1

I want to express that A is delivered together with B for 5 years and that this still goes on.

A is being delivered with B since two years.

The above sentences is obviously wrong.

What about ...

A is being delivered with B for two years.

2

What you're looking for is something that started in the past and that is still going right now, and that is one of the exact purposes of the present perfect.

"A" has been delivered with a complementary "B" for the past 5 years.

Though "A" and "B" are quite evasive, I'm sure someone could come up with something better if you gave it a bit more context.

Edit after comment:

For five years now, the software "A" has been shipped together with the software "B" [to satisfy your needs etc.]

Or:

The software "A" and the software "B" have been part of a bundle for the past 5 years.

There are many variants, and that's going to depend on the message you want to convey. For example, you would like the buyer to think "B" comes as a bonus (in my very first proposition), or rather that "A" and "B" form a complete bundle (in my latest proposition), etc.

  • Thanks. I am talking about two pieces of software which come as a bundle. I think your solution is correct. If someone else has better solutions, I am happy to read them. – beta May 27 '16 at 13:00
0

The question makes it seem as though the bundle is only being made available for five years, and that we are two years into this span of availability. Please correct me if I am wrong.
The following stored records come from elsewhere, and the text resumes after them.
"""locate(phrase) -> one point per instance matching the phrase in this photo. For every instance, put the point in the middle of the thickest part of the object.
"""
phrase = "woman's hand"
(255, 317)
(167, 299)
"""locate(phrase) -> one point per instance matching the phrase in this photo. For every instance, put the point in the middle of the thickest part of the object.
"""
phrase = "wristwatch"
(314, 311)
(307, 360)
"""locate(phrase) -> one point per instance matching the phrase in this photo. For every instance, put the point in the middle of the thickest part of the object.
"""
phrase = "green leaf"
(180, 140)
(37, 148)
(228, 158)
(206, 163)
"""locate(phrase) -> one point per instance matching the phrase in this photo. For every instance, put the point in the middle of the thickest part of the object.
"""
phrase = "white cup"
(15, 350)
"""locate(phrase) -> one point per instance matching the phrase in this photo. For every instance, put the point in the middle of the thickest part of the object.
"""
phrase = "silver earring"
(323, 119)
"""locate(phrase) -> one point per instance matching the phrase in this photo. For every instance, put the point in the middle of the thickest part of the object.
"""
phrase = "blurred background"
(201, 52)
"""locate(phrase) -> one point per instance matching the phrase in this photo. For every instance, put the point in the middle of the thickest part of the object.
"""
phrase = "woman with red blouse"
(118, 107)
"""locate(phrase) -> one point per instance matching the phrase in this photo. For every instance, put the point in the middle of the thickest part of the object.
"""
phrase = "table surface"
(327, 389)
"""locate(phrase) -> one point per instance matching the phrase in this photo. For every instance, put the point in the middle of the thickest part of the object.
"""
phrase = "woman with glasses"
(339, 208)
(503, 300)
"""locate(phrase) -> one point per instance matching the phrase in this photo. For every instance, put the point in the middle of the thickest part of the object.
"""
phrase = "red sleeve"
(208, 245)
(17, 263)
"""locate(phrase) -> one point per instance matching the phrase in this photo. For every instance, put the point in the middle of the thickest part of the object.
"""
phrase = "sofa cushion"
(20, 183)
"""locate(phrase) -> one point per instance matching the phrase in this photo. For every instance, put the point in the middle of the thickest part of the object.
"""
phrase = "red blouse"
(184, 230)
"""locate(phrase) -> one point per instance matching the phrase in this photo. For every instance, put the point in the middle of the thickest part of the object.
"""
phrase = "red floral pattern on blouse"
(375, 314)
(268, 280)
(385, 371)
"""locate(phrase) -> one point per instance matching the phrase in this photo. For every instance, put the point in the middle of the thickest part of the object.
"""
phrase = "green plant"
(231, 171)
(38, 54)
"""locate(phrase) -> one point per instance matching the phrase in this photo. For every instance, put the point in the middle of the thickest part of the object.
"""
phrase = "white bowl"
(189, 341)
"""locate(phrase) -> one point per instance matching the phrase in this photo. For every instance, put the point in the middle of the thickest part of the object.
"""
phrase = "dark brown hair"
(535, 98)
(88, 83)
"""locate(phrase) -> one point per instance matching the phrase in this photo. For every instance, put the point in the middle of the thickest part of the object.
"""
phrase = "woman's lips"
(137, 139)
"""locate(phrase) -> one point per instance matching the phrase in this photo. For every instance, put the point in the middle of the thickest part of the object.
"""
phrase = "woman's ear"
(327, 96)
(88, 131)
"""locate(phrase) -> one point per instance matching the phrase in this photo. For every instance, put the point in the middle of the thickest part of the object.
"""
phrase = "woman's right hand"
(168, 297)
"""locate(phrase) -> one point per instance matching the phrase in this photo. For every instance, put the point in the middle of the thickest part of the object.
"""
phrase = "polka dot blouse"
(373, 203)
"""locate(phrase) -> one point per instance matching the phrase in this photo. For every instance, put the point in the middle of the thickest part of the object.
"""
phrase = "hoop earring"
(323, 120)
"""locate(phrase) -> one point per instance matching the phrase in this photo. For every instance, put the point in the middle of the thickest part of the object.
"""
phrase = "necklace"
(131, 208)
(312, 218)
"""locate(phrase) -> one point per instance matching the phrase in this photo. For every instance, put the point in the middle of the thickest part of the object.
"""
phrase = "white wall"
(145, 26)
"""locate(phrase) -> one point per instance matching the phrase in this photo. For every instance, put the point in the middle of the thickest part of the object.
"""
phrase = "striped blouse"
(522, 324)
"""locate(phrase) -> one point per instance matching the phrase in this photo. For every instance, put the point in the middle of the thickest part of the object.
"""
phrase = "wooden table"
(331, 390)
To that effect, usually this type of thing is stated simply as "for a limited time" - this is somewhat a form of marketing speak, to engender a sense of urgency on the part of the prospective buyer by not divulging how much of that limited time has elapsed or remains.

Therefore, it could be as simple as stating:

For a limited time, "software A" and "software B" are available as a bundle.

If the intent is to divulge the remainder of the time:

For the next three years, "software A" and "software B" will be available as a bundle

Finally, if you have the need to specify the full timespan of the bundle availability:

For the next three years, "software A" and "software B" will be available as a bundle, as has been the case for the past two years.

Or:

As part of a five-year promotion that began two years ago, "software A" and "software B" will be available as a bundle for the next three years.

That last one could leave off the "for the next three years" as that is implied via simple math based on the first segment of the sentence.

0

If it's an addition to the product or a part of it use 'includes'.

As of 2010, our image editor includes the Paintbrush tool.

Since 2005, all of our cars include a spare tire.

If it's a bonus item, you can use words like 'complementary'.

With each sixpack of beer, receive a complementary glass.

If it's a bundle of separate (though they might be related) products use, well, 'bundle'.

As of last year, our products "pen", "pencil" and "paper" have been bundled into "writing kit".